In late 1982, the Internal Revenue Service demanded immediate payment of back taxes and threatened to seize assets belonging to the company. During April of 1983, Holman consulted with Callister, and Callister recommended that Andersen’s Ford, Inc. file a petition in U.S. Bankruptcy Court to reorganize under Chapter 11 of the U.S. Bankruptcy Code. Holman claims that Callister advised him that a Chapter 11 bankruptcy would allow the IRS taxes to be paid under the supervision of the U.S. Bankruptcy Court. On May 2, 1983, Callister filed a Chapter 11 petition on behalf of Andersen’s Ford, Inc.

The IRS filed a claim in Andersen’s Ford, Inc.’s bankruptcy proceedings for $154,-004.83, which was later amended to $127,-403.09. This claim was disputed, but the confirmed plan of reorganization provided that the, as-yet-undetermined, IRS claim would be paid over a five-year period, with annual payments of 20% of the allowed claim plus interest. The IRS participated in the plan confirmation hearing and knew of the approved plan’s terms.
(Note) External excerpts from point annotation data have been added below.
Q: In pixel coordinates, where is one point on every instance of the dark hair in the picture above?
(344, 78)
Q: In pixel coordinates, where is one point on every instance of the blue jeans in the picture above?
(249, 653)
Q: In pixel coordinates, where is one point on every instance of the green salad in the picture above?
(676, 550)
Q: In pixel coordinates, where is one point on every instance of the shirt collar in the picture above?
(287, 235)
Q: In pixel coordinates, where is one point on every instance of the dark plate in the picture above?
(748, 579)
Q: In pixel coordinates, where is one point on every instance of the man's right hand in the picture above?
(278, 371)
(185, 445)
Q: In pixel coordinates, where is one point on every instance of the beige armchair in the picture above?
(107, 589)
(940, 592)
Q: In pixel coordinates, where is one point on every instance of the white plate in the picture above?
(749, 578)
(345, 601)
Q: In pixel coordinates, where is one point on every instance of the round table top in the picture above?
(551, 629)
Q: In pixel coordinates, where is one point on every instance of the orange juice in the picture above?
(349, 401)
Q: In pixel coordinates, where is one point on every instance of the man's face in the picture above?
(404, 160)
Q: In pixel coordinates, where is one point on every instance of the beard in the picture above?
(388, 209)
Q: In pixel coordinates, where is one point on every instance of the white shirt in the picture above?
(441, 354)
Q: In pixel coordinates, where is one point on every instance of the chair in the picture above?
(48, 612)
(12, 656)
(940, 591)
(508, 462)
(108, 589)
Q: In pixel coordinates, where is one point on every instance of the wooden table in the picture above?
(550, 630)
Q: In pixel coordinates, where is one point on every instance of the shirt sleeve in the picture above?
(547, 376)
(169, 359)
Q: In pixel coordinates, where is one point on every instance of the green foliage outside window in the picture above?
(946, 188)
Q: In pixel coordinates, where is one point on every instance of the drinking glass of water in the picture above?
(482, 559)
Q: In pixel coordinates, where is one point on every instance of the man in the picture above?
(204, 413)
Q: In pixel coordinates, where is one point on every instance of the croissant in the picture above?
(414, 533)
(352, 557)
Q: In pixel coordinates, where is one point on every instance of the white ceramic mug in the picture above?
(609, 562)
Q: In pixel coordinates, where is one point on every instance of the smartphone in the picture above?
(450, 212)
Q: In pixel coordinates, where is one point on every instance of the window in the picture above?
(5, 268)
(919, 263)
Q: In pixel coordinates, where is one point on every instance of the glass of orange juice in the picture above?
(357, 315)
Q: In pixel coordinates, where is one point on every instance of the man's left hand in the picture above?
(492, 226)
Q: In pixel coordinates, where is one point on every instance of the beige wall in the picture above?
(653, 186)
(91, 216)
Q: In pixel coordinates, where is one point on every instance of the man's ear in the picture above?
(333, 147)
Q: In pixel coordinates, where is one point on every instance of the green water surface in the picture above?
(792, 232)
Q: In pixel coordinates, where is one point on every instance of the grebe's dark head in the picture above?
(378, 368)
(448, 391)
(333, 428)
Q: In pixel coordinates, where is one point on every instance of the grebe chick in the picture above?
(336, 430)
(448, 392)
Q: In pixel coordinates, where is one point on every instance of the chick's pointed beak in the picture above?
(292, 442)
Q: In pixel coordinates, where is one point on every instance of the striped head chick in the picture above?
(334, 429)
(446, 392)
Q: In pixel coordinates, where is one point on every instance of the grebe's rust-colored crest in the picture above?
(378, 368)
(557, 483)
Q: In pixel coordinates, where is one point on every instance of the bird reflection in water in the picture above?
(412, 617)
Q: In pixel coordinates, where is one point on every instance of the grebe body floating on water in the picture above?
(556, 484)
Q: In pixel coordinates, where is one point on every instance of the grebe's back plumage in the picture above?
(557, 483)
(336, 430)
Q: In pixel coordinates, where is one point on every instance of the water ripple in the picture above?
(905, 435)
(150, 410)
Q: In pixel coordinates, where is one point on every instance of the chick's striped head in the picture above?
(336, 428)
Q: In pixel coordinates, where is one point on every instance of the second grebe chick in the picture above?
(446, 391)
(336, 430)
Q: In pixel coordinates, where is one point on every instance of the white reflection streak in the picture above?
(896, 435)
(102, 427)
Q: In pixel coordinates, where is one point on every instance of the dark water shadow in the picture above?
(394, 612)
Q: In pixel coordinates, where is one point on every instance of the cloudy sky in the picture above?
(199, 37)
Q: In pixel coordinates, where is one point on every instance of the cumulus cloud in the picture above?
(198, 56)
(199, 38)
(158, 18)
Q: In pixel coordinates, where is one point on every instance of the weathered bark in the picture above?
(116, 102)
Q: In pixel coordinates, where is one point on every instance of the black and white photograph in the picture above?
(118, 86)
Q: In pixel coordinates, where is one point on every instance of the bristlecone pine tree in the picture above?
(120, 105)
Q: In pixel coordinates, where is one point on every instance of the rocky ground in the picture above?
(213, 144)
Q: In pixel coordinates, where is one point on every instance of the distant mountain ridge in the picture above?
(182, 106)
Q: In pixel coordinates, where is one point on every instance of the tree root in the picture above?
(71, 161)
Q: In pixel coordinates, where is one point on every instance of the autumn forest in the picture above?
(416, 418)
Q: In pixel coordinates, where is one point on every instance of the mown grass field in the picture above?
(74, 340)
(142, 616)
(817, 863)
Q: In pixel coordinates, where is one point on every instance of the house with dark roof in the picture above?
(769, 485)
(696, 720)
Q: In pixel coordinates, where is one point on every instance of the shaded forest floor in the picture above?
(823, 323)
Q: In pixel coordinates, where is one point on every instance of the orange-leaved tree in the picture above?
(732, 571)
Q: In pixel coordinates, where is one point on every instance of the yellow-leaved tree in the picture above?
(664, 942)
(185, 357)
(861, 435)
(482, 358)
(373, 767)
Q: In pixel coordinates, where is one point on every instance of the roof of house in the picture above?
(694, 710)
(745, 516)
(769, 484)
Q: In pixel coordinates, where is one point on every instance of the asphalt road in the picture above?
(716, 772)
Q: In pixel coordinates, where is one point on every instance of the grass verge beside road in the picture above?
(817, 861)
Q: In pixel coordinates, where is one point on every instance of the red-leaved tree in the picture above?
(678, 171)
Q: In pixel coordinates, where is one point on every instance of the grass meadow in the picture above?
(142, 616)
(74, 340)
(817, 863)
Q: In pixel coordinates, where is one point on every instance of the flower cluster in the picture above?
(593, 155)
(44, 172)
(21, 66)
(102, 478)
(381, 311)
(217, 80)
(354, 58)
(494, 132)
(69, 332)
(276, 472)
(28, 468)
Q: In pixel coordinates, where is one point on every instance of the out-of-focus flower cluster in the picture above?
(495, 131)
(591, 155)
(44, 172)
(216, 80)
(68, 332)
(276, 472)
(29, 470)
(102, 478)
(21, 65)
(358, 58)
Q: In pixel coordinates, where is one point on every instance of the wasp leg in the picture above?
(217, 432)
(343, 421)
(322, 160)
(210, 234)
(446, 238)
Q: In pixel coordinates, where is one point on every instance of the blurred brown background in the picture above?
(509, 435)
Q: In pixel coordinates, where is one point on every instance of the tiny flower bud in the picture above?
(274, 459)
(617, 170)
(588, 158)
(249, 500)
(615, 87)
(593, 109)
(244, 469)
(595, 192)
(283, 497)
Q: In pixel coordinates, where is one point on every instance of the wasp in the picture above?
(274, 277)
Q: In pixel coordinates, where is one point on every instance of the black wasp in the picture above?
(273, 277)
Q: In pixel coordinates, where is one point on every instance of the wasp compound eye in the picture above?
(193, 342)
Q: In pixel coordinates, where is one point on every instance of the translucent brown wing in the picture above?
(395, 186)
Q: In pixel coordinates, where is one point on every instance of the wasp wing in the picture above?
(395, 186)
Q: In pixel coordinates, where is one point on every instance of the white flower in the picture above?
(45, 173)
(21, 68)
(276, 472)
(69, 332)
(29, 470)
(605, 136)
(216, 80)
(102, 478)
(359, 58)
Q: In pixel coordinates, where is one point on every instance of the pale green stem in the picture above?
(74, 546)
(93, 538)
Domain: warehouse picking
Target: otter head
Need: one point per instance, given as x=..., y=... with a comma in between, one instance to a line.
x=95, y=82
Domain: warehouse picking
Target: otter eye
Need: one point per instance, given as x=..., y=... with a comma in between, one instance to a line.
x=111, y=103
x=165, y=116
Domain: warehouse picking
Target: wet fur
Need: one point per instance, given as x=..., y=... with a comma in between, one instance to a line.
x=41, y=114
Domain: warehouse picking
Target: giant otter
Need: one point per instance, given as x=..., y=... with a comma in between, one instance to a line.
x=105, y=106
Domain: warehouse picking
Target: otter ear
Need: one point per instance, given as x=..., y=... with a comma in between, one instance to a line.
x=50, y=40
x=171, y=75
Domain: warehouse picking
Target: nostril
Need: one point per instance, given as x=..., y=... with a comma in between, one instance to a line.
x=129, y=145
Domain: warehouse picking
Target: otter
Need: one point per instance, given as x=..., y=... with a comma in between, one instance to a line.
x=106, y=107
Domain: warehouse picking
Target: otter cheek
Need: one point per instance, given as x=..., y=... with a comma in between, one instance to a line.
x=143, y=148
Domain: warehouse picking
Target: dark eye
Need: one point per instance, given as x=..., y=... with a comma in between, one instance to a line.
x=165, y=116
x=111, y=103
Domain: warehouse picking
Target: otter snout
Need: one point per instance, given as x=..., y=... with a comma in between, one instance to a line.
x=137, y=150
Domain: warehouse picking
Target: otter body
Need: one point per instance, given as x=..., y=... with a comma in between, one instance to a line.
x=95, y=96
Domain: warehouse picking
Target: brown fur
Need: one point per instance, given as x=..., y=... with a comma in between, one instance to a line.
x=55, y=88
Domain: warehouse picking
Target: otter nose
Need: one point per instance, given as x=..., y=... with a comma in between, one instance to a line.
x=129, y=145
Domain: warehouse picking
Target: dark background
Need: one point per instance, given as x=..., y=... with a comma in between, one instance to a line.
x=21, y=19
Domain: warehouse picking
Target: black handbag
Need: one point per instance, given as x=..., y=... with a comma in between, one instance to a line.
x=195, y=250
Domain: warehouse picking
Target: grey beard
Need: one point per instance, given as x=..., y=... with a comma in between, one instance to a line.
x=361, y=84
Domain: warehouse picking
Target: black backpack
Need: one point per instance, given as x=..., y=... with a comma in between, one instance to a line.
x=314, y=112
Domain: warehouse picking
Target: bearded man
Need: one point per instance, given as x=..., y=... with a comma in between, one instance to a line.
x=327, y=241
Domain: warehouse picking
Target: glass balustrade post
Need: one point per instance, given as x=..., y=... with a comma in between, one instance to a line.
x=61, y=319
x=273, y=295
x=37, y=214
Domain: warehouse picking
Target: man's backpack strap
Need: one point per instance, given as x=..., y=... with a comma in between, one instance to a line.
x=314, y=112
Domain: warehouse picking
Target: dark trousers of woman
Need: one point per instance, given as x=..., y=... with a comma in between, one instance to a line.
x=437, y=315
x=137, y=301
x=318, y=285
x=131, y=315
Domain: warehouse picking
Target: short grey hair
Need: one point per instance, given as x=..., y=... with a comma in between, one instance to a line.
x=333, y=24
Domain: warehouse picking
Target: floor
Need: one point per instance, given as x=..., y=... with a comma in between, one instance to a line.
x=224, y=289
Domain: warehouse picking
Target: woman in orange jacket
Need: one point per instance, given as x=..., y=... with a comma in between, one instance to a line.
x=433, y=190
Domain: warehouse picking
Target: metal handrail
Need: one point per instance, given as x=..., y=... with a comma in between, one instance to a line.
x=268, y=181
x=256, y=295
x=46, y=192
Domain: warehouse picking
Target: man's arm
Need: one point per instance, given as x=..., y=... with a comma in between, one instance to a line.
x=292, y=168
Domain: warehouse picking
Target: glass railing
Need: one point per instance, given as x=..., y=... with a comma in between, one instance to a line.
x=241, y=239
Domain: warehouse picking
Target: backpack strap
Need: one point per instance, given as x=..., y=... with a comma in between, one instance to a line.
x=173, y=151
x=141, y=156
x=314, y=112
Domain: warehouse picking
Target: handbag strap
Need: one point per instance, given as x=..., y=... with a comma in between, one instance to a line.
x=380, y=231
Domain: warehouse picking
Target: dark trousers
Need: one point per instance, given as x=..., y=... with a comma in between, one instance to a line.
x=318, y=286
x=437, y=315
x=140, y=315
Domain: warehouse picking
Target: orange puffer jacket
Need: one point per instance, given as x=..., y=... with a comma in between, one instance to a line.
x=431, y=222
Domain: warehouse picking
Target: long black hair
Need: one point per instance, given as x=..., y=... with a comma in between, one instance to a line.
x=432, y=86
In 1984, after the bankruptcy court approved the reorganization plan, a settlement was reached with the IRS for the payment of $56,000 in delinquent taxes. Holman claims Callister failed to include this settlement agreement amount as part of the record in the bankruptcy court either by incorporating the amount of the settlement in an amendment or addendum to the reorganization plan or by filing an appropriate petition or motion. Holman claims this failure resulted in a later demand by the IRS for approximately $122,-000 in additional payments for taxes, interest ■and penalties.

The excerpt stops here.